Mesmerism, or animal magnetism, is the healing theory and practice developed by the Viennese physician Franz Anton Mesmer (1734–1815), built on the claim that a subtle, invisible fluid fills the universe and flows through every living body, and that disease is a disturbance in its movement which the right kind of treatment can set right. The name “animal magnetism” marked the fluid as a force proper to living things, distinct from the mineral magnetism of the lodestone, though Mesmer first arrived at it by way of magnets and only later set them aside.

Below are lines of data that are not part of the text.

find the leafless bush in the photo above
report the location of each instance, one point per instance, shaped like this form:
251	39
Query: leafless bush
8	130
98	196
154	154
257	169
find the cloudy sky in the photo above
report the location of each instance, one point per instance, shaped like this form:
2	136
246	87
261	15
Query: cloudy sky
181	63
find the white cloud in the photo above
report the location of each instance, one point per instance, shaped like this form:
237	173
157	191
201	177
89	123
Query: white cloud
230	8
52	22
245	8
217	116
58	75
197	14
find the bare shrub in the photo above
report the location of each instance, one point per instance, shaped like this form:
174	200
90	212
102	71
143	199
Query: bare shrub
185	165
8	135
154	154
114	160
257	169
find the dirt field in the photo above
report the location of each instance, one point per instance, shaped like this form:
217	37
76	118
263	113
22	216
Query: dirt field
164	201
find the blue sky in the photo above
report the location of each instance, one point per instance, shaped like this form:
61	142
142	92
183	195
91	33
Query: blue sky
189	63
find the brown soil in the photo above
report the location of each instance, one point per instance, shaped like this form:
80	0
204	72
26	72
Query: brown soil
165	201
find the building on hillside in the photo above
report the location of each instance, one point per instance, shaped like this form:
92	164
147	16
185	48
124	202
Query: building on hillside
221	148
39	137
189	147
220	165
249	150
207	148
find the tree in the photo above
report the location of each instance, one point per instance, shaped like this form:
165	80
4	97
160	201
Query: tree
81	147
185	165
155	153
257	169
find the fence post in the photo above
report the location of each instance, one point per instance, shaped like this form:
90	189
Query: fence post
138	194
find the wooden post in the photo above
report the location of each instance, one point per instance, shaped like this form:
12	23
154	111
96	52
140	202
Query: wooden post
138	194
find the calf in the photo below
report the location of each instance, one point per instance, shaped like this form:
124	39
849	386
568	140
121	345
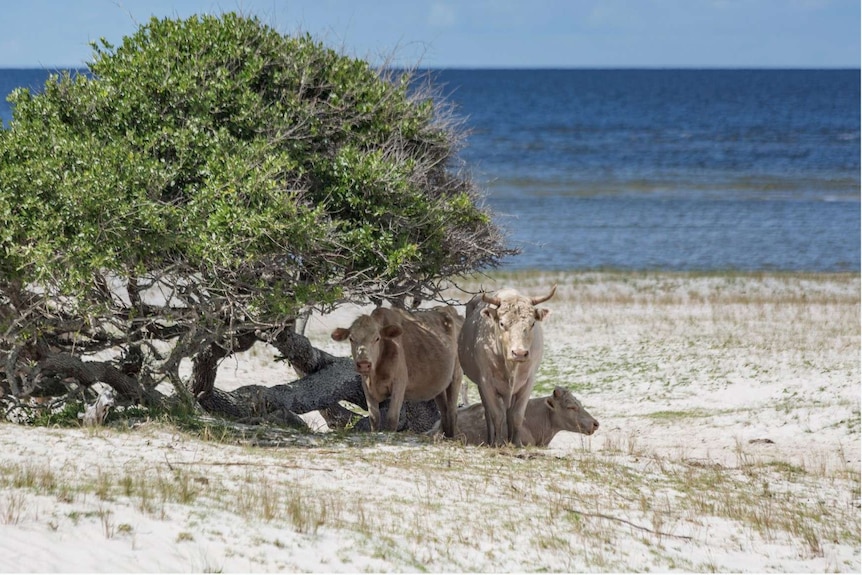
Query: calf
544	418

Mesmer brought the practice from Vienna to Paris in the late 1770s, where it became a sensation. Patients gathered around a baquet — a covered tub of magnetized water fitted with iron rods they pressed to the afflicted parts of their bodies — while the operator moved his hands along them or fixed them with his gaze, directing the fluid. Treatments often built to a convulsive “crisis” taken as the sign of the cure working. The fashionable success of the cures, and the fees, drew both crowds and suspicion.
In 1784 the French crown appointed a royal commission to investigate, its members including Benjamin Franklin and the chemist Antoine Lavoisier. By careful tests — treating subjects who falsely believed they were being magnetized, and withholding treatment from others who believed they were receiving it — the commissioners concluded that the supposed fluid could not be detected and that the observed effects were produced by imagination. The verdict damaged mesmerism’s standing as medicine without ending its life as practice.

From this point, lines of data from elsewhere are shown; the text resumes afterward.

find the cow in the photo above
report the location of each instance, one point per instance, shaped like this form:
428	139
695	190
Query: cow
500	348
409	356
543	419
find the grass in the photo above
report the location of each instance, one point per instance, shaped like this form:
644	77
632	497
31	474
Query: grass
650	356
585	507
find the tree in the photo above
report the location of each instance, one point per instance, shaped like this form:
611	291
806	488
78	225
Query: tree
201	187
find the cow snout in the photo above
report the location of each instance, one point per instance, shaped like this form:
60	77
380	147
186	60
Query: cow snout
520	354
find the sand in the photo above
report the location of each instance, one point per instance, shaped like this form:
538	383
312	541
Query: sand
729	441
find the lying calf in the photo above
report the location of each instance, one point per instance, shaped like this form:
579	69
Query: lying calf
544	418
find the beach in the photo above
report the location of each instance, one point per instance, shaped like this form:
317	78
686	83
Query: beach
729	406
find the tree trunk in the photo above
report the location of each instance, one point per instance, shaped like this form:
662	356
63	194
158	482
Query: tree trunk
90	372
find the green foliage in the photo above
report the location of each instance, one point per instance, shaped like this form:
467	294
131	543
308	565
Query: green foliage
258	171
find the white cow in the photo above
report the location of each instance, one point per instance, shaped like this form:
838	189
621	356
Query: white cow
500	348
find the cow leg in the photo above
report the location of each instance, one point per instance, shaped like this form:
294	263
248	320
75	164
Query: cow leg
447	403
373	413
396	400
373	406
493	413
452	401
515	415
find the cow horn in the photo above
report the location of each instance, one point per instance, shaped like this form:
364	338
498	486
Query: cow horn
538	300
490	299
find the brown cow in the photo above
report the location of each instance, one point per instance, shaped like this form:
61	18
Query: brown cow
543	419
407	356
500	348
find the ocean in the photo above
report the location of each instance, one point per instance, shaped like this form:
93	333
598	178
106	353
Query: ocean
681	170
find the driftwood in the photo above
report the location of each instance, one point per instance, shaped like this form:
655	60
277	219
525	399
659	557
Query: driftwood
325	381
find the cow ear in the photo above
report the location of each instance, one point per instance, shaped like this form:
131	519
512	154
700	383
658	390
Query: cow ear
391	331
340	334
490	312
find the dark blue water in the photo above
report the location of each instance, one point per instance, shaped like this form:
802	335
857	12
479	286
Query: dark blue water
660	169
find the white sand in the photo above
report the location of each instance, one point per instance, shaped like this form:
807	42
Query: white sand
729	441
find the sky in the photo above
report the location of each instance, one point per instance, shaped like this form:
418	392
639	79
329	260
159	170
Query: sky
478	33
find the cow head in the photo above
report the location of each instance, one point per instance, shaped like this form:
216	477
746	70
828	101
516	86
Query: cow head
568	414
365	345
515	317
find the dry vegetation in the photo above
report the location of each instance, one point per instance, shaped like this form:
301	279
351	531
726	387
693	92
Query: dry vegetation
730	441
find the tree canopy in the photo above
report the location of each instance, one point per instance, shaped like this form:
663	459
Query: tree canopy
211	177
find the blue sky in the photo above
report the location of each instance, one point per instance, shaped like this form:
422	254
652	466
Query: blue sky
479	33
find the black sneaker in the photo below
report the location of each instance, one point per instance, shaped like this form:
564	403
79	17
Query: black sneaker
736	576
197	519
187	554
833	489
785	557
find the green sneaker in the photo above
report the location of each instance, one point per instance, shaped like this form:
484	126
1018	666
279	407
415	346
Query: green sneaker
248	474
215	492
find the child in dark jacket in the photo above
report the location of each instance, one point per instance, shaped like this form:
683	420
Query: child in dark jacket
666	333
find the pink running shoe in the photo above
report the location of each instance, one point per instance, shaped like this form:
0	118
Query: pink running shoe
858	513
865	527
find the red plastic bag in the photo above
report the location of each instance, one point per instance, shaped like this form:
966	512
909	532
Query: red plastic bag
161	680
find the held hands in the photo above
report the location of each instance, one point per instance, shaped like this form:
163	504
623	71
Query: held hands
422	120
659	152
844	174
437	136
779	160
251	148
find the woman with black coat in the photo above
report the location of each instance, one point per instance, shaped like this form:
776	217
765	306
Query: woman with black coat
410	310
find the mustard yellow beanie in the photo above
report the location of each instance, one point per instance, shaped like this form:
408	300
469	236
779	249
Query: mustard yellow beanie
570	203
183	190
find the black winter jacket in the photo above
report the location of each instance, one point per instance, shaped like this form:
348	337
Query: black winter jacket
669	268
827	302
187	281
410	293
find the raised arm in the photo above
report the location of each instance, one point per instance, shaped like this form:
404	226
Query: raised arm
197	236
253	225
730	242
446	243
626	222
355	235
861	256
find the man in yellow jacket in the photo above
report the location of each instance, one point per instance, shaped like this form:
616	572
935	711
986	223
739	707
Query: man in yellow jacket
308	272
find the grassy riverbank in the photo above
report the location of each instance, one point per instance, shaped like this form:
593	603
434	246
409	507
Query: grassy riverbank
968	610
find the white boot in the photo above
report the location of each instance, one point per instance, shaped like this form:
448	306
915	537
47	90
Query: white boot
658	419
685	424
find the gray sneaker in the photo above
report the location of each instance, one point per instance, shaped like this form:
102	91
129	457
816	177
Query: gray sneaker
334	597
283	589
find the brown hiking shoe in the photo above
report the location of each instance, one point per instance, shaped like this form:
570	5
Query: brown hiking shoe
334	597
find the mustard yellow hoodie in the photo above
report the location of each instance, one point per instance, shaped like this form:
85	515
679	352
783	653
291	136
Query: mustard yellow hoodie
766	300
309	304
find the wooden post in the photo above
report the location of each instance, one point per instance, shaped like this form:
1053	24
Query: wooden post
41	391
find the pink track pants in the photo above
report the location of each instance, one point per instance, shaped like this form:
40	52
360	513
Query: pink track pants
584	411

What survived the commission took a turn its founder had not intended. One of Mesmer’s followers, the Marquis de Puységur, found that magnetizing a patient could induce not a convulsion but a calm, sleep-like, suggestible state he called artificial somnambulism — the phenomenon later renamed and reworked as hypnotism. Through that channel mesmerism fed directly into nineteenth-century psychology and the study of suggestion. Along a second channel, its language of unseen fluids, heightened lucidity, and rapport carried into the spiritualist and occult movements of the following century, where magnetic healing, clairvoyance induced by the magnetic trance, and the idea of a vital force passing between bodies were absorbed and elaborated.
The figure of the mesmerist thus sits at a crossroads. To later science, Mesmer is remembered chiefly for an error that nonetheless opened a real subject: the power of expectation over the body. To the esoteric currents that took him up, the fluid was no error but a glimpse of a genuine vital medium, and the trance a doorway. Historically, what can be established is narrower than either reading — that a particular eighteenth-century practice provoked one of the first controlled investigations of a healing claim, and that its afterlife ran in two directions at once, into clinical hypnosis on one side and into the occult on the other.